Лежа в постели, страдая от бессонницы после похорон, я мучаюсь достоевщиной, пытаюсь понять, кто из нас способен переступить черту, совершить то, что на ум приходит многим. Еще ничего не ясно, могло отказать сердце, и он утонул, никто в его смерти не виновен, но я с упорством маньяка перебирала мотивы его убийства.
По законам жанра главная подозреваемая – жена и другие родственники, наследники убитого. Но жена на первом месте: при совместной жизни негатив накапливается, и вот разыгрывается трагедия.
Никогда никому не желала смерти, только в романах, но это не значит, что я стойкая в человеколюбии: Вера знала, какое облегчение почувствовала, когда умерла жена Сергея.

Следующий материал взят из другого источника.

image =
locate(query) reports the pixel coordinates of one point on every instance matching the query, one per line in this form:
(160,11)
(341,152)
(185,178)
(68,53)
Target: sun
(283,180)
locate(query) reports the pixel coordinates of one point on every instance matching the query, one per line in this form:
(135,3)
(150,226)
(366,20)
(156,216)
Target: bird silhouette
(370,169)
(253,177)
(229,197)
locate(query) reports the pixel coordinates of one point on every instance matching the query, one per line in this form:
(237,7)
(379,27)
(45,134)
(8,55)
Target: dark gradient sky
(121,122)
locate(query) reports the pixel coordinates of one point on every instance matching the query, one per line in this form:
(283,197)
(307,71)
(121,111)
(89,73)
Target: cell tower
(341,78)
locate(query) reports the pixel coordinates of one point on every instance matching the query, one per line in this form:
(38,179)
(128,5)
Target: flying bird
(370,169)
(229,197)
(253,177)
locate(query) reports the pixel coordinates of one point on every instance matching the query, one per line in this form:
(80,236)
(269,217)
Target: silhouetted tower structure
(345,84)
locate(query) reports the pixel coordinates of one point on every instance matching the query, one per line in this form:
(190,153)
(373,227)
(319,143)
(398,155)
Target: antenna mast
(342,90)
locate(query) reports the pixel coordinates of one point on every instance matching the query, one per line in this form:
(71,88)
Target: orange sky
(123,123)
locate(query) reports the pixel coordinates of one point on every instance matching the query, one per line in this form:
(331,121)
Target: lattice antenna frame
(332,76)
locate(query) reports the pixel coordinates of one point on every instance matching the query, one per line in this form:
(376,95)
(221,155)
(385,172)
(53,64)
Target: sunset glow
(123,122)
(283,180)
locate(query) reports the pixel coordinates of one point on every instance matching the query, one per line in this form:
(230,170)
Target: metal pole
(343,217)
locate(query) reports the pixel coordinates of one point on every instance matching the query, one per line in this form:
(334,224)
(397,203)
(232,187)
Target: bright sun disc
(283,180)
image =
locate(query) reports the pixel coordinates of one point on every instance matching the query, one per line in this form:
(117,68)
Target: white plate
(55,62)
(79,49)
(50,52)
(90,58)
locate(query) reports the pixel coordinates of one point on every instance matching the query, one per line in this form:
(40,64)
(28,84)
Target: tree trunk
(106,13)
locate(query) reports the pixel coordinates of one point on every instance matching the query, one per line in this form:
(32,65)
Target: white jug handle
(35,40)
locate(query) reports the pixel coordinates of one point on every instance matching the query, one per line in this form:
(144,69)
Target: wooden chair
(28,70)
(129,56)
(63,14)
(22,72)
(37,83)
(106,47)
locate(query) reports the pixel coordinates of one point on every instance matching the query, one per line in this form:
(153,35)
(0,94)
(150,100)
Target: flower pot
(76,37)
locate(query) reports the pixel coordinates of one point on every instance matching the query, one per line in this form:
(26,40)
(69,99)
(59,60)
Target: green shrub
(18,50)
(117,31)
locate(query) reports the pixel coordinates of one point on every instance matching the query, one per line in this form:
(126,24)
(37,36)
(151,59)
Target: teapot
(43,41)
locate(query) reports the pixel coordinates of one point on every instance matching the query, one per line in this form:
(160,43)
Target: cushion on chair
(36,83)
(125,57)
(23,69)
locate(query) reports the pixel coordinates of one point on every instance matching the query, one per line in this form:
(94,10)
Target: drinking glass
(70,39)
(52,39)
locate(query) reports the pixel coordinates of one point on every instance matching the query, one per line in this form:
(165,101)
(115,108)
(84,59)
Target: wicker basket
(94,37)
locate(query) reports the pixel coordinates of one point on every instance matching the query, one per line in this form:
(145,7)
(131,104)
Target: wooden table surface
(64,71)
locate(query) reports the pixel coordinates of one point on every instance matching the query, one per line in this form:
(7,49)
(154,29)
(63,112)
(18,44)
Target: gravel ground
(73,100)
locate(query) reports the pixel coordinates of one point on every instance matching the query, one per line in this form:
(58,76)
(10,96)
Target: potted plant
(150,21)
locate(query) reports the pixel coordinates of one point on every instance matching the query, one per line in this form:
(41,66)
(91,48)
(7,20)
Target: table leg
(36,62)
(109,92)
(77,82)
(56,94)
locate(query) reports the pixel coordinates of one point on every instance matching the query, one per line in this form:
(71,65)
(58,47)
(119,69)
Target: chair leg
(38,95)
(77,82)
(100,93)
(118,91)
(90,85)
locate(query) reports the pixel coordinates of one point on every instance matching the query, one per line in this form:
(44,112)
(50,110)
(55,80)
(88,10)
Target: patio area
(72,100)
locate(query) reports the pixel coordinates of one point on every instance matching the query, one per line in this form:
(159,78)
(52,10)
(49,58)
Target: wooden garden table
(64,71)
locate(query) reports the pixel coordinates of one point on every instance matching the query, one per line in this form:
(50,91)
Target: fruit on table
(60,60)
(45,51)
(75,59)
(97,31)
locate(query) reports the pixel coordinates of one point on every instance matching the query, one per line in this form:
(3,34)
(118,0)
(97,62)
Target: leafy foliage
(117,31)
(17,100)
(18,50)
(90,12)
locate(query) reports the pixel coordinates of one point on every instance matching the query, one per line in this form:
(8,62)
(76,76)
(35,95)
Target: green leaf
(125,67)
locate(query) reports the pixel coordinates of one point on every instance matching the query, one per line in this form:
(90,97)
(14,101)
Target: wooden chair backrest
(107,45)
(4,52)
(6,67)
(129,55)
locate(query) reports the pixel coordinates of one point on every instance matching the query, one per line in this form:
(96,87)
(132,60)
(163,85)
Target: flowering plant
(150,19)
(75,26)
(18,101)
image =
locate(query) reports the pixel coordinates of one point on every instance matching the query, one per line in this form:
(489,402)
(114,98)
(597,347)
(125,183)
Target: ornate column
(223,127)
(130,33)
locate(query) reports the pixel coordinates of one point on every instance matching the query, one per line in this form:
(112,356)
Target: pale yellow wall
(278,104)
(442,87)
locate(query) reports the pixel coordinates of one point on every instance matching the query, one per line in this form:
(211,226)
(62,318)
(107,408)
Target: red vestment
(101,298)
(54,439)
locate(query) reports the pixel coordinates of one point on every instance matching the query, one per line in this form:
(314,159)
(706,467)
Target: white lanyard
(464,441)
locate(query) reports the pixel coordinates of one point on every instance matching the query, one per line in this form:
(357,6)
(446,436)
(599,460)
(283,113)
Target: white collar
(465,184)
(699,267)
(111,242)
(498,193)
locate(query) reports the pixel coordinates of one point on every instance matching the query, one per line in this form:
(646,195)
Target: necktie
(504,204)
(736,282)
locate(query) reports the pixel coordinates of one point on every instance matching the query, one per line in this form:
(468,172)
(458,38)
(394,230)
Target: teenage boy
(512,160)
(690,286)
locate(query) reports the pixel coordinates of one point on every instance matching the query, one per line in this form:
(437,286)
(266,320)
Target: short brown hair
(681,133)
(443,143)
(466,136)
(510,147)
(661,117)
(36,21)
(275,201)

«Ты везунчик, Тина», - обрадовалась она, ей досталось, когда я часами страдала на ее плече, когда Сергей уходил от жены, поселялся у брата, назначал мне свидания, благодарил за поддержку и терпение. Мы пытались жить вместе в моей квартире с тяжело больным отцом, но он опять уходил к жене.
Сережа не решался делать мне предложение, все надеялся, что его семейная жизнь наладится, и он вернется к любимой дочери. Девочка идет в первый класс, нельзя ее бросать, оставлять наедине с истеричной матерью.
Всем было плохо, особенно отцу, он переживал за меня, может, еще бы пожил, но не выдержало сердце.
Темная стена, я пыталась заглянуть за нее, но не могла, мне было страшно, чудились глаза, они блестели во тьме, преследовали меня, пугали.
Женщина с глазами цвета безнадежности. Взгляд застыл в ужасе, как в страшном сне в детстве, когда теряешь свою маму. Глаза зверя, собаки, умирающего кота Пуса на моих руках.
Голова женщины покрыта серым платком. Может, шарф, какая разница. Но на платке не вешаются.
Это серое горе будто встало из гроба в облике его дочери. Красивая, но взгляд как страшный сон из детства. Эти глаза все время мелькали из толпы, из проезжающих мимо машин.
Дочь горя? Горе родило дочь на горе?